The yield curve steepened on Friday, after flattening the previous session, with the spread between two-year and 10-year notes widening to 71 basis points.
Total COVID-19 cases across the United States hit an all-time daily high for a third straight day on Thursday, reaching at least 160,000, and crossing the 100,000 mark for a ninth consecutive day, Reuters data showed. Total US coronavirus cases hit 10.58 million, with the death toll rising to 242,979.
COVID concerns have kept a lid on rates despite positive vaccine news from Pfizer.
"What we have seen the last few days is some of the exuberance coming off the vaccine," said Zachary Griffiths, macro strategist at Wells Fargo.
"As far as yields are concerned, the risk going forward is still to the upside as markets become comfortable with developments over the next week or two. We see a short-term range of 85 basis points to 1% on the 10-year over the next two months," he added.
In mid-morning trading, US benchmark 10-year yields were up at 0.891%, from 0.886% late on Thursday.
Yields started to rise as US stocks traded higher on Friday.
US 30-year yields slipped to 1.644% from Thursday's 1.652%.
On the front end of the curve, US two-year yields were slightly down at 0.175% from 0.177% on Thursday.

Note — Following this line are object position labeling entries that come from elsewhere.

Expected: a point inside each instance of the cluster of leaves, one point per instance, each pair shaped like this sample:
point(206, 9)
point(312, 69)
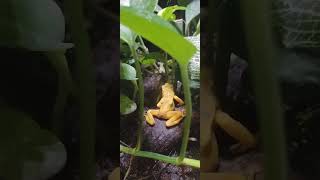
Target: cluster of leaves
point(131, 43)
point(36, 25)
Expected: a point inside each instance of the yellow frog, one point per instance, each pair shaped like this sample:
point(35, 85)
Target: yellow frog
point(166, 108)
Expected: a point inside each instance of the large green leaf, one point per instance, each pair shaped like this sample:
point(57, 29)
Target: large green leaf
point(192, 10)
point(127, 35)
point(148, 5)
point(299, 22)
point(159, 32)
point(168, 12)
point(34, 24)
point(127, 72)
point(37, 152)
point(127, 106)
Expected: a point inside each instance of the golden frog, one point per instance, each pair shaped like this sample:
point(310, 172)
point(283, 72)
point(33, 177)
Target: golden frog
point(166, 107)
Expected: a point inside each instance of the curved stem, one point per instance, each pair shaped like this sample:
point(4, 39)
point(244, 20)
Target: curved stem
point(261, 59)
point(86, 84)
point(59, 62)
point(141, 96)
point(187, 121)
point(172, 160)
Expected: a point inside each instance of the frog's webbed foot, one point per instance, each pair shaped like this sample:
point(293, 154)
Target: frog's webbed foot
point(236, 130)
point(174, 118)
point(179, 101)
point(149, 116)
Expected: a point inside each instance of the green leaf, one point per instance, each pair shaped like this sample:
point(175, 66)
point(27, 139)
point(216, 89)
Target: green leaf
point(298, 23)
point(192, 10)
point(35, 24)
point(147, 61)
point(148, 5)
point(184, 2)
point(127, 72)
point(24, 144)
point(159, 32)
point(127, 106)
point(168, 12)
point(127, 35)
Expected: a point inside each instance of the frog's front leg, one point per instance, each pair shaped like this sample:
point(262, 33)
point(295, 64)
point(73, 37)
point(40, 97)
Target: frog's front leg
point(149, 116)
point(174, 117)
point(179, 101)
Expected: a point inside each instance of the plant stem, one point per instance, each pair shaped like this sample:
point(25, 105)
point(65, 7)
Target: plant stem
point(141, 96)
point(262, 58)
point(59, 62)
point(187, 121)
point(84, 77)
point(172, 160)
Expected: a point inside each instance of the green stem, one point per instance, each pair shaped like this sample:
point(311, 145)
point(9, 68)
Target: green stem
point(262, 58)
point(187, 120)
point(84, 77)
point(172, 160)
point(141, 96)
point(59, 62)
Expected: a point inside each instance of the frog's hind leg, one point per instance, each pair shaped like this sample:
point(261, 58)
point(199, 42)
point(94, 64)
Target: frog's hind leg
point(175, 118)
point(149, 116)
point(179, 101)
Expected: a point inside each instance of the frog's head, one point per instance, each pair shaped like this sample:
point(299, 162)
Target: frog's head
point(167, 106)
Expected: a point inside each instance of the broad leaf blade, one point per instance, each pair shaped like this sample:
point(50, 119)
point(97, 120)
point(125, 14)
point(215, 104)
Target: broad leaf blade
point(192, 10)
point(159, 32)
point(127, 35)
point(148, 5)
point(299, 22)
point(127, 106)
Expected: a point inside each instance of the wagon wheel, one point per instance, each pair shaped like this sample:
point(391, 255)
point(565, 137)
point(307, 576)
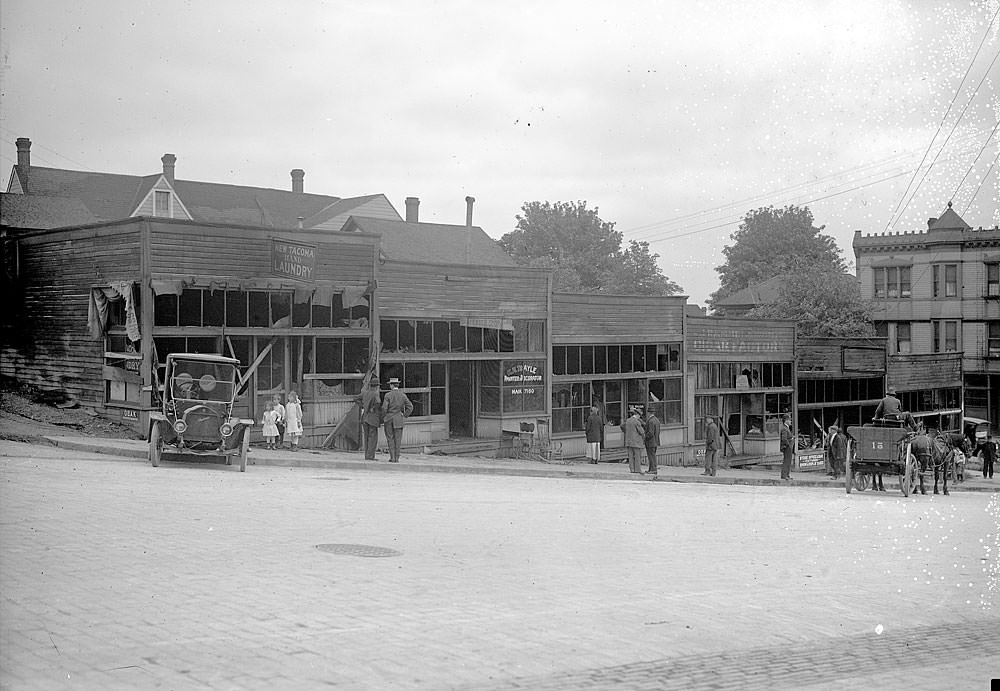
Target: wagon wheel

"Lockdowns are now more possible than they were last week because hospitalizations are increasing at a rate of 2,000 per day. That exceeded people's expectations," said Jim Vogel, senior rates strategist, at FHN Financial in Memphis.
Friday's data showing slightly better than expected producer prices had little impact on the Treasury debt market.
US producer prices increased a bit more than expected in October to 0.3%, but were unlikely to translate into higher inflation given considerable slack in the labor market and the resurgence in coronavirus cases.